The article says in part:

"A woman who plotted to cut the brake lines on a judge's car was released from jail Thursday after several of the charges she faced were dropped.

. . .

At a preliminary hearing in January, a man testified that Dunford asked if he would help her find Showalter's Montgomery County home. After he pressed her, she admitted she wanted to cut his brake lines, he said.

Dunford's boyfriend, Christian Skye Crockett, was in jail on drug charges and Showalter wouldn't grant him bond. Dunford wanted to keep Showalter from showing up for court so another judge would hear Crockett's case, the man testified."

The trial judge in the girlfriend's case is retired Judge Quillen from the 30th Circuit.

Falling down in Pocahontas

This article reports on the collapse of the general store in Pocahontas.

One more on the bandwagon

Here is an editoral from Wheeling, WV, saying that the White House and the Senate need to act now to fill vacancies on the Fourth Circuit.

Thursday, July 12, 2007

On wireless in Harrisonburg

Via Jim Baller, here is an update on a recent setback in the plans of the government in Harrisonburg to establish a wireless network.

Downtown Harrisonburg is kind of funky, with the courthouse on its own island in the middle of town, sort of like one of the squares in Savannah. I can't say that I ever did much good the few times I was in there, but I enjoyed being there.

Wednesday, July 11, 2007

On the late Lady Bird Johnson

When I was born, the President was Johnson and the First Lady was Lady Bird.

In 1965, while she was still First Lady, Lady Bird Johnson came to Abingdon, stayed at the Martha Washington Inn, and, as noted here, "bartered a potted plant for a ticket" to the Barter Theatre.

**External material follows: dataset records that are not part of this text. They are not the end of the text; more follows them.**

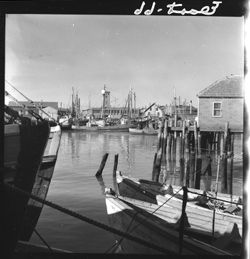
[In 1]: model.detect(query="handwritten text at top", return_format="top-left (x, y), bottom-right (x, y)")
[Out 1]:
top-left (134, 1), bottom-right (222, 16)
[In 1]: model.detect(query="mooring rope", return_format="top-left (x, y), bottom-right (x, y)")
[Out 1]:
top-left (33, 228), bottom-right (54, 254)
top-left (104, 211), bottom-right (140, 254)
top-left (4, 182), bottom-right (174, 255)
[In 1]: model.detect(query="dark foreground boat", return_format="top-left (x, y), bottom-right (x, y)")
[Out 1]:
top-left (19, 122), bottom-right (62, 241)
top-left (115, 171), bottom-right (242, 254)
top-left (104, 189), bottom-right (233, 255)
top-left (4, 105), bottom-right (50, 256)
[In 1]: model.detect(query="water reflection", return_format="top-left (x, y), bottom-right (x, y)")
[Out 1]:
top-left (60, 131), bottom-right (242, 196)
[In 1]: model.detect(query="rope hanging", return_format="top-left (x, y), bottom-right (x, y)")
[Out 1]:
top-left (3, 182), bottom-right (174, 255)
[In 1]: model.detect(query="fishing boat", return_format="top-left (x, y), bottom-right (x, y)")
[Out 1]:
top-left (104, 188), bottom-right (234, 255)
top-left (129, 127), bottom-right (144, 134)
top-left (115, 172), bottom-right (243, 248)
top-left (72, 124), bottom-right (98, 131)
top-left (19, 122), bottom-right (62, 241)
top-left (59, 115), bottom-right (72, 130)
top-left (4, 105), bottom-right (50, 256)
top-left (143, 127), bottom-right (158, 135)
top-left (97, 123), bottom-right (130, 132)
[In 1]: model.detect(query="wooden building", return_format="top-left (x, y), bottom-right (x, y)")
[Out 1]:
top-left (197, 75), bottom-right (243, 132)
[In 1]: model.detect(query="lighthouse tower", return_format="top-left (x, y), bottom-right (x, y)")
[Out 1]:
top-left (101, 85), bottom-right (110, 109)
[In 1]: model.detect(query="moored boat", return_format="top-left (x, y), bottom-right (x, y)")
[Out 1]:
top-left (59, 115), bottom-right (72, 130)
top-left (105, 189), bottom-right (234, 255)
top-left (19, 122), bottom-right (62, 241)
top-left (142, 127), bottom-right (158, 135)
top-left (72, 124), bottom-right (98, 131)
top-left (129, 127), bottom-right (144, 134)
top-left (129, 126), bottom-right (158, 135)
top-left (115, 171), bottom-right (243, 249)
top-left (97, 124), bottom-right (130, 132)
top-left (4, 105), bottom-right (50, 256)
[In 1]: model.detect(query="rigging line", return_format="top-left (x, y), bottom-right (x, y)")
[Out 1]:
top-left (104, 211), bottom-right (140, 254)
top-left (5, 91), bottom-right (44, 122)
top-left (33, 228), bottom-right (54, 254)
top-left (3, 183), bottom-right (174, 255)
top-left (5, 81), bottom-right (57, 123)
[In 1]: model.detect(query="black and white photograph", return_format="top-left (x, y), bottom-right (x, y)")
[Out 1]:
top-left (2, 0), bottom-right (249, 257)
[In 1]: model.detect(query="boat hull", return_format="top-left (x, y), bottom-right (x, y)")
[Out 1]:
top-left (97, 124), bottom-right (130, 132)
top-left (19, 124), bottom-right (62, 241)
top-left (105, 192), bottom-right (232, 255)
top-left (115, 172), bottom-right (243, 248)
top-left (4, 120), bottom-right (50, 256)
top-left (72, 125), bottom-right (98, 131)
top-left (129, 128), bottom-right (144, 134)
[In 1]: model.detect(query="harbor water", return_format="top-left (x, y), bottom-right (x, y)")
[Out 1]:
top-left (30, 131), bottom-right (243, 253)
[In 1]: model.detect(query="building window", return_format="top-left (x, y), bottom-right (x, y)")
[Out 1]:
top-left (212, 102), bottom-right (222, 117)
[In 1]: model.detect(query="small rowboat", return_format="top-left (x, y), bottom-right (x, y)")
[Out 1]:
top-left (105, 189), bottom-right (235, 255)
top-left (115, 171), bottom-right (243, 248)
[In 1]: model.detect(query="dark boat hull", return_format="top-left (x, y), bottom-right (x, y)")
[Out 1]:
top-left (4, 120), bottom-right (50, 256)
top-left (19, 125), bottom-right (61, 241)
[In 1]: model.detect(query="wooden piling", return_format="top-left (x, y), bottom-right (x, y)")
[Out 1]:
top-left (183, 130), bottom-right (189, 187)
top-left (189, 151), bottom-right (195, 188)
top-left (195, 127), bottom-right (202, 189)
top-left (152, 153), bottom-right (157, 181)
top-left (96, 153), bottom-right (109, 177)
top-left (228, 133), bottom-right (234, 196)
top-left (221, 122), bottom-right (229, 193)
top-left (152, 148), bottom-right (163, 182)
top-left (113, 154), bottom-right (119, 178)
top-left (161, 119), bottom-right (168, 165)
top-left (179, 121), bottom-right (185, 186)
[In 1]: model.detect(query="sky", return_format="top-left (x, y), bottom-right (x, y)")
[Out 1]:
top-left (5, 14), bottom-right (244, 109)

Or, so I've always heard. Actually, this version from Time Magazine says this:

"At Abingdon, the tourists attended the Barter Theater's performance of Julius Caesar, and the First Lady presented the theater's annual award to Presidential Arts Adviser Roger Stevens for his contributions as a Broadway producer. In keeping with the little theater's name, the group bargained its way past the box office: Lady Bird unwrapped another White House seedling, and Mrs. Humphrey brought a bucket of vegetables—'not to be thrown.'"

30th anniversary ignored

This article begins "The State Bar of Arizona last week had no comment regarding the practice of lawyers advertising, nor did it want to say anything about the 30th anniversary of the U.S. Supreme Court ruling on the matter."

On Eugene Derryberry

Here from the Roanoke paper is a story on the life and times of Eugene Derryberry, who was a business lawyer with the Gentry Locke firm.

The article says in part:

"Prominent Roanoke lawyer Eugene E. Derryberry would often sing and play his guitar in the middle of the afternoon to lighten up the office.

"When Gene would sing, everything in the world would be all right," said Mike Pace, a managing partner at Gentry Locke Rakes & Moore. Derryberry worked at the law firm for 34 years and was known as a mentor and a strict grammarian with a love for teaching."

I didn't know him, but I understood that he was the wise counselor for the family business of my mom's cousin's family business in downtown Roanoke. It seems to me that the Roanoke bar has (or had) a lot of interesting characters.

Monday, July 09, 2007

Lexis buys Juris

Having bought CaseMap, et al, a while back, now LexisNexis has bought Juris, as reported here.

I told the money lady that soon we will get down to two vendors, West and Lexis.

The usual challenges when these vendors get bought is whether the good customer service will continue, and whether the prices will go up.

Sunday, July 08, 2007

Another corner heard from

The Bristol paper opines here that it is past time to fill the vacancies on the Fouth Circuit.